On her mind Tuesday, is what the government shutdown means for five-month-old James.

"He has a lot of problems with digestion and acid reflux, so WIC covers his formula for me," Heather explains.

WIC, the nutrition program for Women, Infants and Children, provides James' special formula.

"It's pretty pricey," says Heather.

WIC also provides Heather's other children with healthy food like milk and eggs.

"I've called my WIC office and looked online and there's no guarantee that it'll last through...even the end of the month," she says.

East Texas veterans who rely on government assistance have a lot less to worry about.

"Fortunately for veterans, the VA receives advance appropriations so we're funded through fiscal year 14,"  explains Lehebron Farr, the Tyler Department of Veterans Affairs Operations Administrator.

That advance funding means doctor appointments and prescriptions are still paid for.

"Everything is business as usual over here at the North Texas VA Healthcare System at Tyler," says Farr.

While many daily resources will still be available to veterans, the Board of Veterans Appeals will stop issuing rulings, meaning decisions about disability claims filed by veterans could take longer than usual.

National parks, like Davy Crockett National Forest, are closed until the shutdown is over. No matter how you look at it, it's likely someone you know... being affected.

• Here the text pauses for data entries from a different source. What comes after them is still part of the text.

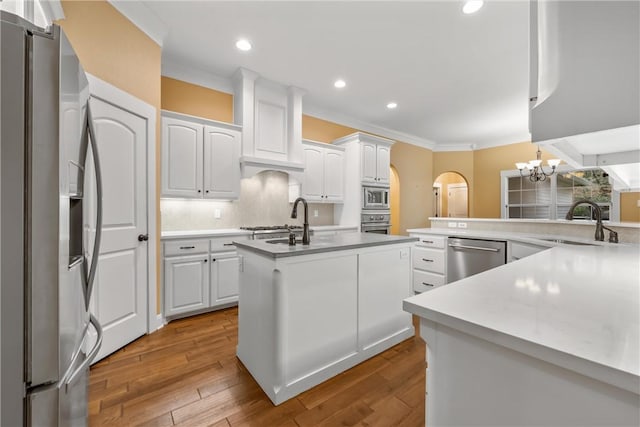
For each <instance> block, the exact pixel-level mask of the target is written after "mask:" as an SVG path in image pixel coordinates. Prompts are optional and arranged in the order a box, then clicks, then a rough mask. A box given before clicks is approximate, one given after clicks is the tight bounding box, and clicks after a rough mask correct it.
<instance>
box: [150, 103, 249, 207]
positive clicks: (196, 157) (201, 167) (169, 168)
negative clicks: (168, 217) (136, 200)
mask: <svg viewBox="0 0 640 427" xmlns="http://www.w3.org/2000/svg"><path fill="white" fill-rule="evenodd" d="M162 115H163V117H162V197H176V198H197V199H200V198H205V199H237V198H238V197H239V196H240V140H241V130H240V128H239V127H237V126H235V125H230V124H226V123H220V122H215V121H211V120H206V119H201V118H197V117H190V116H183V115H180V114H177V113H171V112H163V113H162Z"/></svg>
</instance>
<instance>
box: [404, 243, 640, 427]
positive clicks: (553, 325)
mask: <svg viewBox="0 0 640 427" xmlns="http://www.w3.org/2000/svg"><path fill="white" fill-rule="evenodd" d="M639 259H640V251H639V250H638V247H637V246H632V245H629V246H625V245H608V246H592V247H589V246H581V247H567V246H559V247H555V248H551V249H548V250H545V251H542V252H539V253H537V254H535V255H531V256H529V257H527V258H523V259H521V260H519V261H515V262H512V263H510V264H506V265H504V266H501V267H498V268H495V269H492V270H489V271H486V272H484V273H480V274H478V275H475V276H471V277H468V278H466V279H463V280H460V281H457V282H454V283H452V284H449V285H447V286H443V287H440V288H437V289H434V290H432V291H429V292H425V293H424V294H420V295H416V296H414V297H411V298H408V299H407V300H405V302H404V307H405V309H406V310H407V311H408V312H411V313H413V314H416V315H418V316H420V317H421V323H420V335H421V336H422V337H423V338H424V340H425V341H426V343H427V363H428V368H427V384H426V424H427V425H429V426H432V425H459V426H462V425H510V426H516V425H539V426H541V425H553V426H558V425H582V426H584V425H609V426H610V425H634V426H637V425H639V423H640V283H639V277H640V261H639Z"/></svg>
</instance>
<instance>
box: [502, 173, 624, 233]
mask: <svg viewBox="0 0 640 427" xmlns="http://www.w3.org/2000/svg"><path fill="white" fill-rule="evenodd" d="M501 177H502V206H503V209H502V217H503V218H526V219H564V218H565V216H566V214H567V212H568V211H569V207H571V205H572V204H573V203H574V202H576V201H578V200H580V199H589V200H591V201H593V202H595V203H597V204H598V205H599V206H600V208H601V209H602V219H603V220H611V221H617V220H618V218H619V210H618V209H619V193H618V192H616V191H613V186H612V185H611V180H610V178H609V176H608V175H607V173H606V172H604V171H603V170H601V169H580V170H577V169H571V168H570V167H568V166H564V167H563V166H561V167H559V168H558V169H557V171H556V173H555V174H553V175H552V176H550V177H549V178H548V179H547V180H545V181H542V182H538V183H534V182H531V181H530V180H529V177H528V176H525V177H522V176H520V172H519V171H517V170H513V171H502V172H501ZM573 218H574V220H580V219H582V220H591V219H595V211H594V209H593V207H592V206H590V205H580V206H578V207H577V208H576V209H575V210H574V216H573Z"/></svg>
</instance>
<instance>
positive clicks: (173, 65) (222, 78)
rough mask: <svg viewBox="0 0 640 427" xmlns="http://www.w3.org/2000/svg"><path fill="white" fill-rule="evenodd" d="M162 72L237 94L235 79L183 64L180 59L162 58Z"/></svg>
mask: <svg viewBox="0 0 640 427" xmlns="http://www.w3.org/2000/svg"><path fill="white" fill-rule="evenodd" d="M161 73H162V75H163V76H164V77H170V78H172V79H176V80H181V81H183V82H187V83H191V84H194V85H198V86H203V87H206V88H209V89H213V90H217V91H218V92H224V93H229V94H231V95H235V94H234V90H233V81H232V79H231V78H228V79H225V78H224V77H219V76H216V75H215V74H211V73H208V72H206V71H203V70H199V69H197V68H194V67H190V66H186V65H183V64H182V63H180V62H178V61H173V60H172V59H171V58H167V57H163V58H162V71H161ZM234 97H235V96H234Z"/></svg>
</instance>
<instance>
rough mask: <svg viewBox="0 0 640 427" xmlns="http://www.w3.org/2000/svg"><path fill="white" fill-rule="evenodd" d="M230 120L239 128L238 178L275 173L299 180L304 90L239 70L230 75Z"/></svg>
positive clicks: (251, 72)
mask: <svg viewBox="0 0 640 427" xmlns="http://www.w3.org/2000/svg"><path fill="white" fill-rule="evenodd" d="M233 86H234V99H233V115H234V121H235V123H237V124H238V125H241V126H242V153H241V157H240V164H241V166H242V168H241V172H242V177H243V178H247V177H250V176H252V175H254V174H256V173H258V172H261V171H264V170H279V171H282V172H286V173H288V174H289V175H290V176H294V177H295V178H296V179H300V177H301V175H302V172H303V170H304V163H303V162H304V158H303V153H302V144H301V141H302V96H303V94H304V91H303V90H301V89H299V88H296V87H293V86H283V85H280V84H278V83H275V82H272V81H269V80H266V79H264V78H261V77H260V76H259V75H258V74H257V73H254V72H253V71H250V70H247V69H243V68H240V69H239V70H238V71H237V72H236V73H235V74H234V76H233Z"/></svg>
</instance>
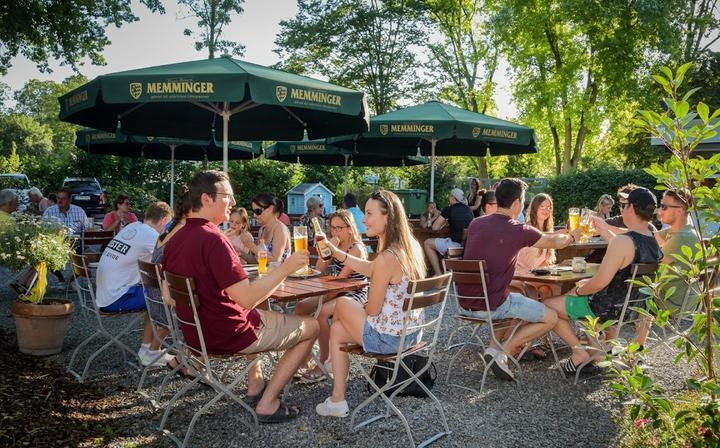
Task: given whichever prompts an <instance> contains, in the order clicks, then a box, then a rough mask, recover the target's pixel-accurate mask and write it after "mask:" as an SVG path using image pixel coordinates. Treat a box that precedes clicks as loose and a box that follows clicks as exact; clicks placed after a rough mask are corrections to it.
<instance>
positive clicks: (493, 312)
mask: <svg viewBox="0 0 720 448" xmlns="http://www.w3.org/2000/svg"><path fill="white" fill-rule="evenodd" d="M527 187H528V186H527V184H526V183H525V182H523V181H522V180H520V179H512V178H508V179H503V180H502V181H500V182H499V183H498V185H497V188H496V189H495V197H496V200H497V203H498V210H497V212H495V213H493V214H491V215H484V216H480V217H479V218H475V219H474V220H473V221H472V222H471V223H470V226H469V227H468V236H467V241H466V242H465V252H464V254H463V258H464V259H465V260H485V263H486V266H487V271H486V274H487V275H488V282H487V292H488V302H489V303H490V310H489V311H491V312H492V317H493V319H495V320H501V319H520V320H524V321H526V322H528V323H527V324H525V325H523V326H522V327H520V328H519V329H518V330H517V331H516V332H515V334H514V335H513V337H511V338H510V339H508V340H505V341H503V347H497V346H496V345H495V344H494V343H491V344H490V347H489V348H488V349H487V350H486V351H485V354H484V357H485V360H486V362H492V361H493V360H494V362H492V364H490V367H491V368H492V370H493V373H494V374H495V376H496V377H498V378H500V379H504V380H509V381H512V380H514V379H515V378H514V377H513V374H512V372H511V371H510V368H509V367H508V363H507V361H508V357H507V354H508V353H512V354H517V353H518V352H519V351H520V349H521V347H523V346H524V345H525V344H527V343H528V342H530V341H532V340H533V339H536V338H538V337H539V336H541V335H543V334H545V333H547V332H548V331H550V330H551V329H552V328H553V327H554V326H555V323H556V322H557V313H555V311H553V310H551V309H549V308H547V307H546V306H545V305H543V304H542V303H540V302H538V301H537V300H534V299H531V298H528V297H525V296H523V295H522V294H519V293H514V292H513V293H511V292H510V289H509V286H510V282H511V281H512V279H513V275H514V274H515V263H516V262H517V257H518V253H519V252H520V249H522V248H523V247H537V248H540V249H544V248H547V249H561V248H563V247H566V246H568V245H569V244H571V243H573V242H574V241H575V239H576V238H577V237H578V236H579V234H580V230H579V229H577V230H575V231H574V232H573V233H570V234H567V233H542V232H541V231H540V230H538V229H536V228H535V227H532V226H530V225H527V224H521V223H519V222H518V221H517V217H518V215H519V214H520V212H521V211H522V210H523V209H524V208H525V191H526V190H527ZM458 294H460V295H463V296H466V297H471V298H464V299H460V305H461V307H462V308H463V310H461V312H463V313H464V314H467V315H469V316H474V317H480V318H486V317H487V311H488V310H485V300H478V299H474V298H472V297H482V296H483V295H484V294H483V290H482V285H459V286H458ZM496 336H497V337H498V339H500V340H502V338H503V337H504V336H505V335H504V334H497V333H496Z"/></svg>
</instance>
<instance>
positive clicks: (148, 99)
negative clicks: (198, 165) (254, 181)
mask: <svg viewBox="0 0 720 448" xmlns="http://www.w3.org/2000/svg"><path fill="white" fill-rule="evenodd" d="M59 101H60V106H61V110H60V119H61V120H63V121H67V122H70V123H76V124H81V125H84V126H88V127H92V128H96V129H102V130H105V131H109V132H113V131H115V129H116V127H117V125H118V123H120V124H121V129H122V131H123V132H124V133H126V134H130V135H155V136H165V137H182V138H190V139H198V140H202V139H203V138H206V137H207V136H208V135H210V133H211V132H212V130H214V129H222V128H223V116H224V115H225V116H226V117H227V118H228V119H229V117H230V116H233V115H236V114H240V116H239V117H237V118H236V119H233V120H230V123H229V126H228V128H227V129H228V134H227V135H228V140H263V139H277V140H300V139H302V137H303V134H304V132H305V131H307V133H308V135H310V136H311V138H312V137H315V138H320V137H327V136H333V135H342V134H348V133H352V132H362V131H366V130H367V128H368V122H367V106H366V103H365V96H364V94H363V93H361V92H357V91H354V90H351V89H347V88H344V87H340V86H336V85H333V84H330V83H327V82H324V81H319V80H316V79H312V78H308V77H305V76H299V75H295V74H291V73H286V72H283V71H280V70H275V69H271V68H268V67H263V66H261V65H257V64H252V63H249V62H245V61H239V60H235V59H231V58H229V57H223V58H218V59H205V60H200V61H191V62H183V63H177V64H169V65H162V66H157V67H149V68H143V69H137V70H129V71H124V72H118V73H112V74H107V75H102V76H99V77H97V78H95V79H94V80H92V81H90V82H89V83H87V84H85V85H83V86H81V87H78V88H77V89H75V90H73V91H71V92H69V93H67V94H65V95H63V96H62V97H60V98H59Z"/></svg>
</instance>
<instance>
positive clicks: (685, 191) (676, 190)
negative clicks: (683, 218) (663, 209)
mask: <svg viewBox="0 0 720 448" xmlns="http://www.w3.org/2000/svg"><path fill="white" fill-rule="evenodd" d="M664 196H670V197H671V198H673V199H675V200H676V201H678V202H679V203H680V205H682V206H683V208H684V209H685V211H686V212H687V210H688V208H690V206H691V205H692V195H691V194H690V191H689V190H688V189H687V188H677V189H671V190H667V191H665V194H664Z"/></svg>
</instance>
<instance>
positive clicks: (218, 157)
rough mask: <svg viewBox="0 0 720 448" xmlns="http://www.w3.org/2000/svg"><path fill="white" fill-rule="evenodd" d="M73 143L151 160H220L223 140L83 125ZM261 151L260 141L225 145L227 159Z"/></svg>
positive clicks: (221, 152)
mask: <svg viewBox="0 0 720 448" xmlns="http://www.w3.org/2000/svg"><path fill="white" fill-rule="evenodd" d="M75 146H77V147H78V148H80V149H83V150H85V151H87V152H89V153H92V154H104V155H116V156H122V157H145V158H147V159H153V160H171V159H175V160H201V161H202V160H209V161H215V160H223V148H222V143H221V142H218V141H217V140H216V139H215V138H210V139H207V140H191V139H182V138H170V137H150V136H128V135H125V134H123V133H121V132H106V131H100V130H96V129H82V130H79V131H77V133H76V139H75ZM173 152H174V154H173ZM261 153H262V145H261V144H260V143H259V142H244V141H233V142H230V144H229V147H228V158H229V159H230V160H247V159H253V158H255V157H257V156H259V155H260V154H261ZM173 156H174V157H173Z"/></svg>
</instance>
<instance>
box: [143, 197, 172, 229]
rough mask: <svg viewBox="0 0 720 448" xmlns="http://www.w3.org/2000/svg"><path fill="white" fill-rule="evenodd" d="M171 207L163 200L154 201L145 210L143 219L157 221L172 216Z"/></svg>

"It just doesn't seem fair that because congress and senate and the president can't come to an agreement, that our kids are going to suffer from it," says Heather.

There are some important things that we know will not be impacted by the shutdown. Those include government-funded school breakfasts and lunches, food stamps, which is also known as SNAP, which stands for Supplemental Nutrition Assistance Program, and meat inspections.